The pop-up flash is a bit weedy, with limited options. As for the daftly named POWER O.I.S anti-shake technology, it works well, but is most effective when used with a firm grip when zooming right out – this camera is disarmingly light.

But this is not a major issue, and it's great that the Panasonic Lumix DMC-TZ8 gives you the advantages of a relatively long zoom lens without it overpowering the camera and making it feel awkward and bulky.

Despite our gripes about the PASM adjustment, the Panasonic Lumix DMC-TZ8 is easy to live with. The 2.7-inch rear LCD is bright and colourful, and the menus are mercifully uncluttered and easy to read.

rear lcd

SHARP LCD:The 2.7-inch LCD is easy to read, with clear and logical menus

Shooting 720p HD movies is also very easy – just select movie mode on the top dial and press the shutter release – and the movie quality is good, as our test footage shows.

Exposure and colours are accurate and there's minimal distortion during movement.

Panasonic Lumix DMC-TZ8: Verdict

tz8 review

If you're looking for a neat compact with reliable auto exposure and AF performance, a quality lens and an easy-to-use HD movie mode, the Panasonic Lumix DMC-TZ8 is a good choice, and reasonable value at £250.

We liked:

The Leica 25-300mm lens is a beauty, delivering good wide angle performance.

The intelligent exposure and AF widgets make it very hard to take a bad picture with the Panasonic Lumix DMC-TZ8 – it's so easy to use.
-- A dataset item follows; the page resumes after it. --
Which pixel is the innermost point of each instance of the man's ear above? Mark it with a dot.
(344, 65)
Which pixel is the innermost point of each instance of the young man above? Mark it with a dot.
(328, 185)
The metering system is also reliable, and noise is acceptable up to ISO 800.

The 720p HD movies are easy to record, and of a high standard.

We disliked:

Power compact it might be but it's still a compact – another £100 or so will get you a vastly more flexible D-SLR like the Canon EOS 1000D.

Adjusting aperture and shutter speed is needlessly fiddly.

Some intelligent features seem to make little difference in practice.

Verdict:

The Panasonic Lumix DMC-TZ8 is a very likeable and stylish compact that bends over backwards to help you get good shots. The lens is a real winner. It's also very easy to record high quality HD movies. SLR users seeking a back-up compact might find its restrictions and usability quirks frustrating, though.